I am heading on the path that we as a species, are connected at a quantum level, or a level yet discovered, separated only by measures put in place to have us appear as a single, personal entity. it would answer a lot of questions and undoubtedly create more

Unknown said...

That was very nice, thank you.

But I am again confronted with the search for THE solution. Perhaps it is instead a SEQUENCE solution. It's not necessary that Boltzmann's Brain construct us "as final product". It can be merely the kick-starter and Evolution finishes the job.

It's like saying I destroyed a two story house with a baseball. No, I threw the baseball into the snow at the peak of the mountain, that ball started rolling and picked up snow, such that the weight and velocity of the Earth's largest snowball . . . took out the house below. Though my baseball throw was required, it alone wasn't enough. The secondary contributing part of the rolling/adhering/growing snowball . . . completed the job.

Not all solutions are "single", some are "sequences". And neither part is right nor wrong nor complete. But parts of a whole.

The same "argument" occurs in Creationism vs Evolution. Why must it be "vs"??? Why can't the answer be Creationism + Evolution? I respectfully submit, it can.

Similar flaws occur in searching for "Energy Independence" (from oil). We can't use Solar Power, it only produced 15% what we need. We can't use Wind Power, it only produced 15% what we need. We can't use Wave Motion Power, it only produced 15% of what we need. But by my count, if we used all three, we're up to 45%. Why then is the 45% dismissed, because it's a multi-part (or sequential) solution, and solely because its not 'all in one'?

More possibilities might open up for your 1%, if you accept sequences as well as 'all in one' possibilities.

Zenon Marko said...

Thank you for this post. Fascinating topic.

A question arises: What is the proper relation between probability and credence? It seems to me that an epistemic ideal would be that one's credence should track the probability (perhaps as rationally judged from one's own perspective) of the possibility of interest. However, we seem to have no way to assess the probability of a skeptical scenario obtaining, per the very design of those scenarios.

In that case, one fair response is to use a kind of principle of indifference. That is, given two possibilities, where one is ignorant of the actual probabilities, one assigns equal probability to each. However, another problem arises here, as there are many ways to divide up the possibilities, so it's not clear how many possibilities to consider. Nevertheless, we could begin with assigning equal probability to the non-skeptical situation and the set of all skeptical situations. In that case, we are -- from a position of ignorance -- allowing 50% probability that we are in a skeptical scenario. Shouldn't our credence then also be 50%? And if we do not do so, is that not a psychological failing on our part, which we should aim to correct?

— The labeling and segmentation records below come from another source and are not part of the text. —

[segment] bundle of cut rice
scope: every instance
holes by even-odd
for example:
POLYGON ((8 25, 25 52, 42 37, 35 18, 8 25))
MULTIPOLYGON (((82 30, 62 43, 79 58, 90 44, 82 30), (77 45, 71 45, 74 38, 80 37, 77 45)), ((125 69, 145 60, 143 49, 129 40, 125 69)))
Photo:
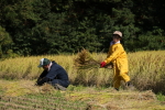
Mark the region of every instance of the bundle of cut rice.
MULTIPOLYGON (((100 62, 96 61, 91 57, 91 54, 87 50, 81 50, 78 53, 77 57, 74 59, 75 66, 78 69, 90 69, 90 68, 99 68, 100 62)), ((105 68, 112 68, 111 64, 108 64, 105 68)))

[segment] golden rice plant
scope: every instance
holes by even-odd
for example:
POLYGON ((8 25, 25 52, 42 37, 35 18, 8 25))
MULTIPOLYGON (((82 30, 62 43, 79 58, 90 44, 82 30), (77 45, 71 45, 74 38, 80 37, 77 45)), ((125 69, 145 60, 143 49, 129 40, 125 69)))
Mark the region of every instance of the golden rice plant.
MULTIPOLYGON (((133 85, 141 90, 164 91, 165 51, 128 53, 129 75, 133 85)), ((89 53, 82 50, 73 55, 44 55, 9 58, 0 62, 0 77, 6 79, 36 79, 42 73, 41 58, 46 57, 62 65, 74 85, 110 86, 112 69, 100 68, 106 58, 103 53, 89 53)))

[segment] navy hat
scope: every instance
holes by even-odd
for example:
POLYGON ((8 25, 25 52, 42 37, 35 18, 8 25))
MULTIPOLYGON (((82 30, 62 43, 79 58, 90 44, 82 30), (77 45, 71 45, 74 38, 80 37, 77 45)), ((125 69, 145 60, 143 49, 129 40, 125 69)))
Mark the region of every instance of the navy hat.
POLYGON ((40 61, 40 65, 38 65, 37 67, 43 67, 43 66, 45 66, 45 65, 48 65, 50 63, 51 63, 50 59, 47 59, 47 58, 42 58, 42 59, 40 61))

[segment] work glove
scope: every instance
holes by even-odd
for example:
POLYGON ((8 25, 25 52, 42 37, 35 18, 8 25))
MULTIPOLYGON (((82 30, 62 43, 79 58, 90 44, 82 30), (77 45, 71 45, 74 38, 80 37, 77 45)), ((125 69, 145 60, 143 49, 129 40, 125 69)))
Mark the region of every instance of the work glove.
POLYGON ((100 67, 105 67, 106 66, 106 62, 102 62, 101 64, 100 64, 100 67))

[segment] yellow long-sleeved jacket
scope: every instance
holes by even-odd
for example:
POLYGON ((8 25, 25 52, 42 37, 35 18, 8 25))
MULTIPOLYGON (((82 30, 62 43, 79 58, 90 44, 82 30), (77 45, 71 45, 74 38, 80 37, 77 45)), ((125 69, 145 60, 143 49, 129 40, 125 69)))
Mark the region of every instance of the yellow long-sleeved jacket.
POLYGON ((128 73, 128 56, 120 43, 113 44, 109 47, 106 64, 110 62, 117 65, 120 70, 128 73))

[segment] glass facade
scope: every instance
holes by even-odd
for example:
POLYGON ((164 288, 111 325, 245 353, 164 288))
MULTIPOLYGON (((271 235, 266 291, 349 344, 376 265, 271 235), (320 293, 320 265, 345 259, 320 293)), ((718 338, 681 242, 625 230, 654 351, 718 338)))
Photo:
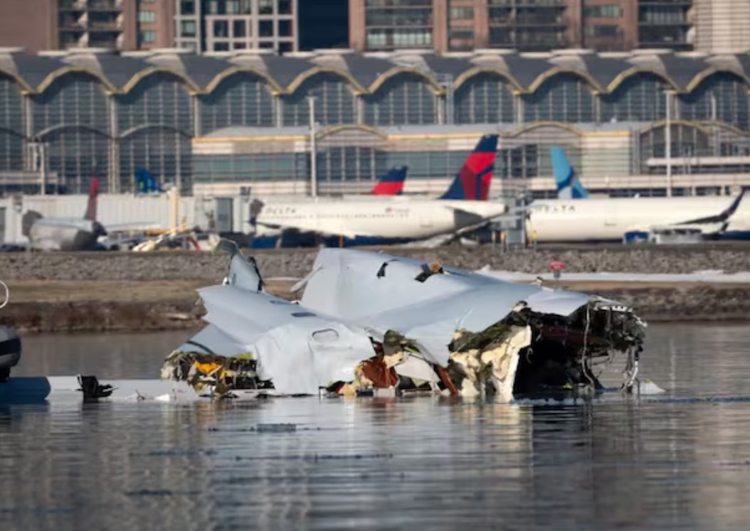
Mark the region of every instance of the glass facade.
POLYGON ((513 85, 493 73, 480 73, 466 80, 456 91, 457 124, 500 124, 515 121, 513 85))
POLYGON ((276 99, 268 82, 255 74, 232 74, 199 100, 203 135, 230 126, 271 127, 276 124, 276 99))
POLYGON ((322 125, 356 123, 356 103, 349 81, 333 73, 320 73, 305 80, 289 96, 280 98, 285 126, 310 125, 310 103, 315 98, 315 121, 322 125))
POLYGON ((274 153, 232 155, 196 155, 196 183, 298 180, 310 178, 308 154, 274 153))
POLYGON ((602 94, 602 121, 654 121, 667 115, 667 83, 653 74, 631 76, 612 94, 602 94))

This is a kind of mathematical agnosticism regarding skeptical scenarios. A more thoroughgoing agnosticism would not even attempt to speculate about the probabilities. Yet where would that leave our (epistemically ideal) credence?

Paul D. Van Pelt said...

just a brief notion on the question of credence and probability...my view only. Isofar as probability and credence both entail things that are possible, it does appear they have some relation to one another. Most everyone has some belief system.Those beliefs do not hold for everyone else, ergo, the diversity of beliefs is wide. Conversely, probability of all them being true is low. Credence IS possible, as is the possibility of ten consecutive coin tosses being heads. Probability, being as it is, says the chance of that coin toss is relatively slim, other things equal. So, the coin toss outcome IS possible. Possible, but unlikely.

Paul D. Van Pelt said...

And, yes, the late Daniel Clement Dennett might have called this a "deepity". Sure.